Unmanned Aerial Vehicle (UAV)

A render of GA-ASI's collaborative combat aircraft.
A render of GA-ASI's collaborative combat aircraft.

UAV.com Staff Report

Air superiority always has been the foundation of American power — but after so many decades, the structure is weakening.

In the old days, the United States overmatched its enemies by fielding greater numbers of qualitatively superior combat aircraft, flown by the greatest pilots in the world, who counted victory in ratios of many hostile jets destroyed for every one American. Or, in ideal cases, no American losses at all.

Today, however, advanced adversaries are fielding combat aircraft at a scale the United States can't match. There aren't enough fighter pilots, dollars in the budget, or days in the year to take the lead by playing this game the old way.

That's why the U.S. Air Force is playing a new way. Rather than attempting to design, build, and field many copies of an advanced new fighter while also recruiting and training huge numbers of highly skilled pilots, the Pentagon has decided to make each member of its corps of pilots much more effective. The answer is to give them Collaborative Combat Aircraft, or CCAs.

The Collaborative Combat Aircraft is a large jet-powered uncrewed combat aircraft. Using high degrees of autonomy under the supervision of human pilots and other commanders, it flies alongside, or well ahead, of traditional fighter formations. CCAs work together and with traditional aircraft to sense what's happening, create new tactical options, and take risks on behalf of the air wing, protecting the human pilots.

Getting CCAs into serial production lets the Air Force and its partners field these aircraft in larger numbers quickly, greatly making up the shortfall in traditional human-flown combat aircraft. They have no need for a traditional pilot training pipeline, and they can operate without concern about human casualties or prospective prisoners of war.

And because CCAs work together in large networks of aircraft — both unmanned and legacy fighters and other crews in the battlespace — they give the joint force capabilities that it has never had before.

Having established the clear appeal of the CCA concept, the United States now faces the choice about which specific aircraft to build. Fortunately, that also has a clear answer — the solution that brings agility and pedigree to the table: the CCA from General Atomics Aeronautical Systems, Inc.

GA-ASI is the world leader in unmanned aviation. Its Predator®, Reaper®, Gray Eagle, and Avenger® aircraft have recorded more than eight million flight hours over more than 30 years. They are the most operationally available aircraft in today's military, and they have rewritten the practices of intelligence, surveillance, reconnaissance, and much more.

This experience matters because CCA is a high stakes effort. It's essential to the future of American power. This isn't the time to try out a newcomer, sit back, and see what happens. The team that builds the aircraft must have a solid track record of designing, testing, fielding, and sustaining real combat aircraft in relevant quantities.

GA-ASI not only has all that, but it is also the current leader in another critical technology that will enable CCAs: autonomy.
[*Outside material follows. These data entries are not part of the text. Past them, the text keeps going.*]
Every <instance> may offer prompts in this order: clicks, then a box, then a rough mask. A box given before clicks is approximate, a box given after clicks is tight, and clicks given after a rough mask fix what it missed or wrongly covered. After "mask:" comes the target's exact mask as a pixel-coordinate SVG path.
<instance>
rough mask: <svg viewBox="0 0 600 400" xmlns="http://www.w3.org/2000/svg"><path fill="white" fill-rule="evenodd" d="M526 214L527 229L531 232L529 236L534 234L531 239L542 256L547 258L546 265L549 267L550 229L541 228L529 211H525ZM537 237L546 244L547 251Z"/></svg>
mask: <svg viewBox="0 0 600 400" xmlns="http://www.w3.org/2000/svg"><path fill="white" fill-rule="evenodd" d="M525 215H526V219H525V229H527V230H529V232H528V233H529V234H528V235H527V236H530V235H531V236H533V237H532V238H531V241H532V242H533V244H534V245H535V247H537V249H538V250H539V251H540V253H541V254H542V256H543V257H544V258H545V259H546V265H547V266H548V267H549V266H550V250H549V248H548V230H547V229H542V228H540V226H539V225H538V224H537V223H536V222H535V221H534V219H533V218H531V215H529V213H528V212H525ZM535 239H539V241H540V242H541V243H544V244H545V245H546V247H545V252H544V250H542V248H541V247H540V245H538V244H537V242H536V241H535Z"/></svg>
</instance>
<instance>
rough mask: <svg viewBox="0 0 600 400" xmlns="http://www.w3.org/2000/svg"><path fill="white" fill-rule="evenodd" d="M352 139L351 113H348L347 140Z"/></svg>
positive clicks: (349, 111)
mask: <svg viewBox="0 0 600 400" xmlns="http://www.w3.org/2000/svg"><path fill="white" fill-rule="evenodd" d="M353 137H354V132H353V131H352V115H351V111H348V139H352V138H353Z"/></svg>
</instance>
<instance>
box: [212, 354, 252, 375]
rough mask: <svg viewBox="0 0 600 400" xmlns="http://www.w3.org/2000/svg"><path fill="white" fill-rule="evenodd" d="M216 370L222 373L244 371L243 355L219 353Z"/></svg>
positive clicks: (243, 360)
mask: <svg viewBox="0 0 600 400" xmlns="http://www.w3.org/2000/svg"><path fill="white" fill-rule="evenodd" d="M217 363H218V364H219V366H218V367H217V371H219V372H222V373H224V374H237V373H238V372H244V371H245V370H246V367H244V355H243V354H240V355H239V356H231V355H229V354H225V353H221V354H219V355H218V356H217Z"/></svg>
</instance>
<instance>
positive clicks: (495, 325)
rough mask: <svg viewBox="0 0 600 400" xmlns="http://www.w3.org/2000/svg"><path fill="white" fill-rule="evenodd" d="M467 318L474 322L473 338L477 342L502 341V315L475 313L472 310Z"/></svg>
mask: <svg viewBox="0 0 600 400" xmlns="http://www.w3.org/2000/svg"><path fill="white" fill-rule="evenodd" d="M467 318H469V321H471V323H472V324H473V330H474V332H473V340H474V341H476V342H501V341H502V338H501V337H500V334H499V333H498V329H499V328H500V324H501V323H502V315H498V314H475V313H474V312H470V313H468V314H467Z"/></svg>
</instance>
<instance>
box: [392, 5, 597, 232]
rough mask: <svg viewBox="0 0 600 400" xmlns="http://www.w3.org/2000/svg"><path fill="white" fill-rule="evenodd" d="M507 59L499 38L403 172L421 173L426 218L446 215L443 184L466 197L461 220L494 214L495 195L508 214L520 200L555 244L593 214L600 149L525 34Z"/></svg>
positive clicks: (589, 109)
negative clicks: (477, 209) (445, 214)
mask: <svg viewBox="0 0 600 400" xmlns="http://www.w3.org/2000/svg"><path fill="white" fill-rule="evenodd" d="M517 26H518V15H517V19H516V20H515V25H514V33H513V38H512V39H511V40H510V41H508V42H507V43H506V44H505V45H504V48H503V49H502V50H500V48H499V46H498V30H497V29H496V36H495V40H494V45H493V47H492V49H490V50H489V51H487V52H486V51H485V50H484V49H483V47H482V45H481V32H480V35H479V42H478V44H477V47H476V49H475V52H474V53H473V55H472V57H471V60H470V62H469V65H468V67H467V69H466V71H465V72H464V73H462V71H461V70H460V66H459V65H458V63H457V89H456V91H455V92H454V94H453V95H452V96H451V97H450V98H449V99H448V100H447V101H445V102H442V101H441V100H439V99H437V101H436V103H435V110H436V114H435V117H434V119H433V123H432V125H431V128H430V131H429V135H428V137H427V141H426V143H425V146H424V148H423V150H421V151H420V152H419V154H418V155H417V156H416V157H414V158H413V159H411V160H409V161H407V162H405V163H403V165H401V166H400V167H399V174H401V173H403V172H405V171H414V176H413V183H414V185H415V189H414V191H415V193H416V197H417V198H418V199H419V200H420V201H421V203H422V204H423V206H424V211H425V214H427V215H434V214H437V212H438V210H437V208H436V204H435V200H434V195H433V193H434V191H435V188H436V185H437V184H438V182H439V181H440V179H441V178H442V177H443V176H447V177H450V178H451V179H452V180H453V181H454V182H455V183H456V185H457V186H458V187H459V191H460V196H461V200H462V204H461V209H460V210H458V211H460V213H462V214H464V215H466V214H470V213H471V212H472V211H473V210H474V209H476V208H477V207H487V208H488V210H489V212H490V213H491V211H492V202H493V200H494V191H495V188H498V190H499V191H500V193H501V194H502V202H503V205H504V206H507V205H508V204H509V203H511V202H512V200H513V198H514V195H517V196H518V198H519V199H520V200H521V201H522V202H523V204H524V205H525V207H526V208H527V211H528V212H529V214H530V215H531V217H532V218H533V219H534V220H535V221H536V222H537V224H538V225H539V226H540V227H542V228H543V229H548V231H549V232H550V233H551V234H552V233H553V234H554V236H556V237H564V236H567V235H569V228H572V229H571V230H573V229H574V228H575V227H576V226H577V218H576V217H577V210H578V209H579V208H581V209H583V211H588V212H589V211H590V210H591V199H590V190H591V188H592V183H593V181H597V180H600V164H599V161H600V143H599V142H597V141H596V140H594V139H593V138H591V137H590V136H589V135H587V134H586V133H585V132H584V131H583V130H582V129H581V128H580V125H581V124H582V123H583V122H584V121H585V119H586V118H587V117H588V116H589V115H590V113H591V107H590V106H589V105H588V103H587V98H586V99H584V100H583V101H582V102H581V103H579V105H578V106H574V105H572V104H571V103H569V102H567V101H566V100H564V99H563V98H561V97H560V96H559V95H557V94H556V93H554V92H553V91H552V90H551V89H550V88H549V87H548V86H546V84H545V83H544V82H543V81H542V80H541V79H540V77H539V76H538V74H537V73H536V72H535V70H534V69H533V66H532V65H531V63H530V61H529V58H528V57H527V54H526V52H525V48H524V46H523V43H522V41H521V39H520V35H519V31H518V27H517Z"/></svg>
This describes the software and aircraft integration that lets an aircraft do things on its own that once would have required control by a human pilot, either in an onboard cockpit or from a remote ground control station. Over several years and thousands of hours of safe operations, GA-ASI's Avenger unmanned jets have defined what's next for autonomous combat aircraft.

Avenger has shown it can operate against both real flying and computer-simulated threats, integrate with other unmanned jets and human-crewed ones, adapt in real time to unplanned changes in the operating environment, and much more. Avenger proves that GA-ASI can deploy the artificial intelligence, machine learning, and autonomy features necessary to make the most of its own class-leading aircraft hardware. And it's just one of two unmanned combat jets from GA-ASI that are flying right now, today. Some contenders have exactly zero.

All these factors combine to make GA-ASI's CCA solution the most capable, lowest-risk, and quickest-to-field option. But a word here is necessary about what CCA must not become: exquisite.

When a city police force needs a new fleet of cars, it doesn't buy Lamborghinis. When a fire department needs new uniforms for paramedics, it doesn't order them from Louis Vuitton. The Pentagon and Congress must guard against calls for gold-plated, increasingly expensive CCAs that defeat some of the key principles of this effort.

Escalating the capabilities, features, and therefore costs of these aircraft will reduce the number the Air Force can afford. It will make the joint force more risk averse in deploying and operating them. The United States would wind up right back where it started: with a small cache of silver bullets that constrains, rather than empowers, what the U.S. and its allies can do.

Today's challenge for Washington not only is to build CCAs but to build the right CCA — affordable, low-risk, quick-to-ramp, and highly capable without any boutique fussiness. With its proven aircraft, agility, and pedigree, GA-ASI is the one poised to deliver.